= National caveats =

Restrictions on use of force placed by NATO on members

A national caveat is a restriction that North Atlantic Treaty Organization (NATO) members place on the use of their forces. NATO General Bantz J. Craddock, NATO's Supreme Allied Commander Europe (SACEUR), was quoted as saying all caveats must be removed in February 2007 in an article written by the Associated Press. The level of constraints (i.e. caveats) is tied directly to the level of national interests a country has in a particular mission and the level of risk it is willing to take.

== National caveats ==
United States officials have urged NATO countries to eliminate caveats, and some steps have been taken to lift them, but the problem appears to remain.
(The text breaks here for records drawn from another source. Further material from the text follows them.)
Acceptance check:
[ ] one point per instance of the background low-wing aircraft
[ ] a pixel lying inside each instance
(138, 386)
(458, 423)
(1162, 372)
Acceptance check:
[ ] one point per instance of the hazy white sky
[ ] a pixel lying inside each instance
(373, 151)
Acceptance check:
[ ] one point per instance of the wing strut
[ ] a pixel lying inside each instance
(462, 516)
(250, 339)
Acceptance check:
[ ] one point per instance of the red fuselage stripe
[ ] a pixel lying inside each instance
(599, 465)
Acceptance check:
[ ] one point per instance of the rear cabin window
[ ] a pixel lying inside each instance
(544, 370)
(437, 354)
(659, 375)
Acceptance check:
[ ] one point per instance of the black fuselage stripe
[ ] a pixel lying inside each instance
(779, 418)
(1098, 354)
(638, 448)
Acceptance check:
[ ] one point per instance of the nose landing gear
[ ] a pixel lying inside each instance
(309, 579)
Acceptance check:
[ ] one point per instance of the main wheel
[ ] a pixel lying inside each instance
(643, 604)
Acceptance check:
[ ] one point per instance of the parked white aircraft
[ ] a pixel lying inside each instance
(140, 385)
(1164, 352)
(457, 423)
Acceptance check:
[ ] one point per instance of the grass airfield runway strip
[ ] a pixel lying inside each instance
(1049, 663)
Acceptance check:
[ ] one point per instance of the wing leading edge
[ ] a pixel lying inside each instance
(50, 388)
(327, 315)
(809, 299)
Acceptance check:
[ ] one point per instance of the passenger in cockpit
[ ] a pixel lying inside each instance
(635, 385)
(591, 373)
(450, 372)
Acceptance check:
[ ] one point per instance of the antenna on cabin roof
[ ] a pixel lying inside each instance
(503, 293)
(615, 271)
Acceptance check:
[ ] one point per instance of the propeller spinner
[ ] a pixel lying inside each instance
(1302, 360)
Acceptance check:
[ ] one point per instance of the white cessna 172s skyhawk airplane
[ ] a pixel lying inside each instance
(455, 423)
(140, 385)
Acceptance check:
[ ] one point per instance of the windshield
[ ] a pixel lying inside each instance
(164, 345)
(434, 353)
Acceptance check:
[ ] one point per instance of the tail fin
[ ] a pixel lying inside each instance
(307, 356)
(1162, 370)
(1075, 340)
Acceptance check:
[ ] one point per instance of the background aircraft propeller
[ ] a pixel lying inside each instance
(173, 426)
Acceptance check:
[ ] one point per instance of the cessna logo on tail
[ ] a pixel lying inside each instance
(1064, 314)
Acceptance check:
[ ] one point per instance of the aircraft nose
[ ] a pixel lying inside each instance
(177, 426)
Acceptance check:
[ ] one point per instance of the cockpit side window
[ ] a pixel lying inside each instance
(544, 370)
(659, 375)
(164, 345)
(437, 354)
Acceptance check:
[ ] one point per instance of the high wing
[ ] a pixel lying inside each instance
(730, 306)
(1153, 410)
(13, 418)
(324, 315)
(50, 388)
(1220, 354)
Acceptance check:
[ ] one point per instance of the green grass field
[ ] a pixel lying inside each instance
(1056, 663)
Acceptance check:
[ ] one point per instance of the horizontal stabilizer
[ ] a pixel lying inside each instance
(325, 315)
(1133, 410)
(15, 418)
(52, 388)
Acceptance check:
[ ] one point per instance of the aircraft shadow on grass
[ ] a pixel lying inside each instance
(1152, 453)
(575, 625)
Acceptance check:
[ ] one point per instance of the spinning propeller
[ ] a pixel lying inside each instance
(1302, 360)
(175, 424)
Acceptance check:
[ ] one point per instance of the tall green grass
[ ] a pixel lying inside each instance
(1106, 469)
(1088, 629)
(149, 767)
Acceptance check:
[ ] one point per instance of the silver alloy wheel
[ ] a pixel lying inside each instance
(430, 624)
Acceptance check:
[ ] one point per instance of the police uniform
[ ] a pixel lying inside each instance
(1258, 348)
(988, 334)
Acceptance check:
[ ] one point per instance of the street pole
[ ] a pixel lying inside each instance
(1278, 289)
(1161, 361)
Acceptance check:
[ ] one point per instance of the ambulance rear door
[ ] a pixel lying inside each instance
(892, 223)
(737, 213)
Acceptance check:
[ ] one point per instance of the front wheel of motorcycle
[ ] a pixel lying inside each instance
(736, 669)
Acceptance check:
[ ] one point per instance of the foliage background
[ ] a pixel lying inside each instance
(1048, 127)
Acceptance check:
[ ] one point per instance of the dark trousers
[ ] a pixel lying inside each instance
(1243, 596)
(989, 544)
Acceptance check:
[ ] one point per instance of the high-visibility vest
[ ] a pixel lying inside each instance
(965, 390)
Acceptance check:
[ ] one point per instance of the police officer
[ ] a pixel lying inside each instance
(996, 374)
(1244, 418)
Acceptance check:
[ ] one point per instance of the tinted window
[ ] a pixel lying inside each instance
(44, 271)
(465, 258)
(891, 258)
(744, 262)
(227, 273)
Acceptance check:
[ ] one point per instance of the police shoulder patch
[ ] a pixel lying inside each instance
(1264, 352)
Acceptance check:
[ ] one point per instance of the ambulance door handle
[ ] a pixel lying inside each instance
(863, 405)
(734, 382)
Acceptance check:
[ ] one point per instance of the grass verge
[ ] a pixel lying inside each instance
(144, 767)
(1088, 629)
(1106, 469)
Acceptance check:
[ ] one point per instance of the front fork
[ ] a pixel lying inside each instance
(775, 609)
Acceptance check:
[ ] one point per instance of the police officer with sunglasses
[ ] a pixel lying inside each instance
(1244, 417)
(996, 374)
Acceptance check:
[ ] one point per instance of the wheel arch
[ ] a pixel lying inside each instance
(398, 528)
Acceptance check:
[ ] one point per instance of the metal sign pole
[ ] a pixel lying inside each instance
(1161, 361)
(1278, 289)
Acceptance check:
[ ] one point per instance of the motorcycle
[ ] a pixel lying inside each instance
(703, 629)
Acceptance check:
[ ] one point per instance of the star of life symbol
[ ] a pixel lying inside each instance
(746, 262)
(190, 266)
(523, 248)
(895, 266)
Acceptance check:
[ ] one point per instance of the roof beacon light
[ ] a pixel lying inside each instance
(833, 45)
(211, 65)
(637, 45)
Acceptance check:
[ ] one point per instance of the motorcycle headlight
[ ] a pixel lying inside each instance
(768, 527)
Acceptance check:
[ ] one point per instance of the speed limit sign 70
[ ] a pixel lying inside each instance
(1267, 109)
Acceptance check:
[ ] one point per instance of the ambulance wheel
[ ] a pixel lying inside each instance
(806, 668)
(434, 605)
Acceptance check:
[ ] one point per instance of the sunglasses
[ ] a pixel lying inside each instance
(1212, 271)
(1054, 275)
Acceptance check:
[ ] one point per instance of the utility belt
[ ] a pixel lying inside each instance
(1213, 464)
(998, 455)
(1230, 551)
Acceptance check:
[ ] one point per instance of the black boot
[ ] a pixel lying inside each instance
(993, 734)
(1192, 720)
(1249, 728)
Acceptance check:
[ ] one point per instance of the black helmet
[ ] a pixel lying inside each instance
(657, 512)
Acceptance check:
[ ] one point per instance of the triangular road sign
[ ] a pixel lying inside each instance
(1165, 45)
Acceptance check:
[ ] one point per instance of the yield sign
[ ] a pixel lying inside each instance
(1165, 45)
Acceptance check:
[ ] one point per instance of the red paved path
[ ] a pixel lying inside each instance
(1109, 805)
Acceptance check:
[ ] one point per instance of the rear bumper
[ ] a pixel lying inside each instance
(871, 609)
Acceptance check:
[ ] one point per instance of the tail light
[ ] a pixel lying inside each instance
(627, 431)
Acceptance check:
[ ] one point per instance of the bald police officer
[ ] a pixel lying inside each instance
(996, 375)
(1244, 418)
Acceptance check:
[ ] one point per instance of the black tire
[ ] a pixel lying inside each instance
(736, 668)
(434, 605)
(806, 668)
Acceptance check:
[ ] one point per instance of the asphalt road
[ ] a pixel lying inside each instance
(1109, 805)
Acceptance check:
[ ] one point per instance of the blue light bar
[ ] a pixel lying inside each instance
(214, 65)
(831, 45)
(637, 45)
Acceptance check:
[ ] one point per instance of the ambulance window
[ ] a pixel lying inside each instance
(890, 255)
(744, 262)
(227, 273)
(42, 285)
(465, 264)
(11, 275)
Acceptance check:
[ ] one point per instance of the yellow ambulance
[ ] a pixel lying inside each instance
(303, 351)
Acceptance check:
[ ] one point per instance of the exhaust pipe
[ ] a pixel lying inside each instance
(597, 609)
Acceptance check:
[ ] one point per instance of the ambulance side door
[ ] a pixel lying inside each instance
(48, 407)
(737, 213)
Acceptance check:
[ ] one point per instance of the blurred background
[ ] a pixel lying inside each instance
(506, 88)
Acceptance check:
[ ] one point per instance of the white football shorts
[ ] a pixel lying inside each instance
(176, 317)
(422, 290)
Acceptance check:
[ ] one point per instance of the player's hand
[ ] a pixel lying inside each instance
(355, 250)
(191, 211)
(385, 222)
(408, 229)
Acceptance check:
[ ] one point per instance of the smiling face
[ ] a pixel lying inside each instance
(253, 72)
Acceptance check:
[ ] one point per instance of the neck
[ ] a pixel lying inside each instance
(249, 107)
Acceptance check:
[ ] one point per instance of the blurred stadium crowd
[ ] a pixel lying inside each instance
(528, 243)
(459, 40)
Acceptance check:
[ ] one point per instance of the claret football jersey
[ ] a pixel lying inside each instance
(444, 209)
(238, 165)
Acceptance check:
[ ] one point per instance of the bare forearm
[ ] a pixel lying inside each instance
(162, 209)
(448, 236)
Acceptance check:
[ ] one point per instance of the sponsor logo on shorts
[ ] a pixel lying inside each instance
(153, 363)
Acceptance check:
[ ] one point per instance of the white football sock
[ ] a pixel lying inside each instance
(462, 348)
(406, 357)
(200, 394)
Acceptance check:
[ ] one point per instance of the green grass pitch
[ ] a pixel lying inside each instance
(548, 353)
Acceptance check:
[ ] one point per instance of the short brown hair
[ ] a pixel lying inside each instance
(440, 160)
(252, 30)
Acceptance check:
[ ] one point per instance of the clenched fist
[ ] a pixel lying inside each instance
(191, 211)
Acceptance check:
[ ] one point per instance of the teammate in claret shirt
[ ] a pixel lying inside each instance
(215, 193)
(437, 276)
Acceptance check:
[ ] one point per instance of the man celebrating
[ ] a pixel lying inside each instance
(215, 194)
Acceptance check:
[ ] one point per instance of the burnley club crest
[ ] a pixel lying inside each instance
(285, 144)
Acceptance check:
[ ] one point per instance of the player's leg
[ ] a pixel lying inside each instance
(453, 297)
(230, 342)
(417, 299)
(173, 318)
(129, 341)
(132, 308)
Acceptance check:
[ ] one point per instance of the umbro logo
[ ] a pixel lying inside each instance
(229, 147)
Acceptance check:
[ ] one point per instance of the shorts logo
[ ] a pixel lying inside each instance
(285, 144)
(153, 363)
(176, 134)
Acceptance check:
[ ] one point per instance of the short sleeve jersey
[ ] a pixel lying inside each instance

At the Riga Summit NATO nations agreed to lift caveats in a time of an emergency, however the definition of an emergency is debatable.

The problem of National Caveats is not new and was identified as a problem during the KFOR mission in Kosovo in 1999. NATO leaders met in Copenhagen, Denmark in 2005 to address the matter of national caveats. They passed RESOLUTION 336 on REDUCING NATIONAL CAVEATS, but the resolution was non-binding, meaning that nations could apply it as they deemed fit.

== Riga Summit ==
In November 2006, NATO held the Riga Summit. At the meetings, President George W. Bush called for countries to lift caveats. However, many analysts say the problem has not been solved. For instance, political scientist Joseph Nye stated in a 2006 article that "many NATO countries with troops in Afghanistan have "national caveats" that restrict how their troops may be used. While the Riga summit relaxed some of these caveats to allow assistance to allies in dire circumstances, Britain, Canada, the Netherlands, and the US are doing most of the fighting in southern Afghanistan, while French, German, and Italian troops are deployed in the quieter north. It is difficult to see how NATO can succeed in stabilizing Afghanistan unless it is willing to commit more troops and give commanders more flexibility."

== Afghanistan ==
Afghanistan was NATO's greatest test as to national caveats. The 28 nation alliance was leading the International Security Assistance Force (ISAF) Mission in Afghanistan, with some forty-eight diverse nations engaged in the nation building operation. Adding to an already complex task, many of the nations in the mission, whether NATO or not, had attached national caveat restrictions on their forces. This created opportunities for the insurgents in parts of the country, whilst also causing no small degree of friction within NATO proper between those nations willing to send their soldiers to the dangerous parts of the country (to fight), and those not willing to do so.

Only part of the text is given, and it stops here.